The SOAR market isn’t shrinking but integrating with other platforms.
Security orchestration, automation and response (SOAR) will continue to exist but will be increasingly absorbed into other security platforms and the term will die out as it becomes baked into overall security. SOAR will converge with security information and event management (SIEM) and acquisitions will continue to contribute to vendor consolidation.
Security leaders believe playing offense is the best defense.
Some adages may be old, but they’re still relevant for today’s security leaders. “The best defense is a good offense” and “You have to be right one hundred percent of the time, and the bad actor only has to be right once.” Cybersecurity is by nature defensive, but experts say you should also make it a point to be on the offense.
Erez Barak, VP of Product Development for Observability, Sumo Logic
APM isn’t dead–just different.
Application performance monitoring (APM) is dead or dying in its current state and as a stand-alone market, but it’s still useful and necessary as a practice. While observability is the goal, APM is still a necessary part of the big picture. APM grew from an on-premise environment, so with mobile applications running everywhere, observability can be considered the new APM.
Prepare for Everything-as-Code.
Everything is becoming applications and code, meaning automation will be everywhere.
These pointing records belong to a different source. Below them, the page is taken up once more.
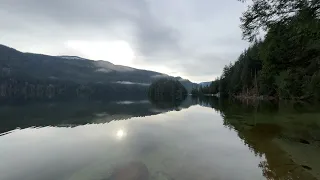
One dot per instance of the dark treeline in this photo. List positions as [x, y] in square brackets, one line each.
[20, 89]
[167, 89]
[285, 64]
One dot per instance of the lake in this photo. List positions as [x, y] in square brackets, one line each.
[205, 139]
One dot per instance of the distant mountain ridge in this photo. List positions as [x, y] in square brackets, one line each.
[45, 68]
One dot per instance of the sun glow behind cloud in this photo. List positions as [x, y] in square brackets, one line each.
[117, 52]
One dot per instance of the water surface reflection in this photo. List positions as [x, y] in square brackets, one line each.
[192, 141]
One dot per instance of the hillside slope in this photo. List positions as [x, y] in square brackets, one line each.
[18, 70]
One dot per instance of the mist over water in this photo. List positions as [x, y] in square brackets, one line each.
[194, 139]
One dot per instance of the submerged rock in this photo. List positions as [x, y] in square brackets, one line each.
[131, 171]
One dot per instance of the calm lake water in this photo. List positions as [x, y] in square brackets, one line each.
[198, 139]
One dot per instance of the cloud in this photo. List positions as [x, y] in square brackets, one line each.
[195, 38]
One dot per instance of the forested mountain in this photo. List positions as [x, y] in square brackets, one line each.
[29, 76]
[286, 63]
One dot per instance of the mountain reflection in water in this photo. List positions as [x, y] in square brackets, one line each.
[196, 138]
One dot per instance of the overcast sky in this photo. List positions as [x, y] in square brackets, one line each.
[189, 38]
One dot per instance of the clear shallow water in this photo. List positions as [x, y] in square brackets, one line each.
[195, 142]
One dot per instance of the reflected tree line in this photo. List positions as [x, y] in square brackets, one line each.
[258, 124]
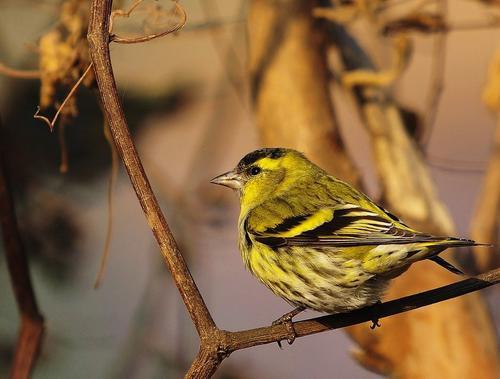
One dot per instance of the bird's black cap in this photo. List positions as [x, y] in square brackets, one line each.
[273, 153]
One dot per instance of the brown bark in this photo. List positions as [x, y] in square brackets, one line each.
[290, 86]
[31, 328]
[99, 38]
Developers will have more control and manageability over applications, so there will be increasing demand for APIs
everywhere to enable everything possible to be as-code.
Why you need SLOs for observability.
Reliability Management is about having insights through service level objectives (SLOs) for better visibility into application and system performance. With this level of insight, teams can reach the best cadence of new feature releases while maintaining optimal application and system stability.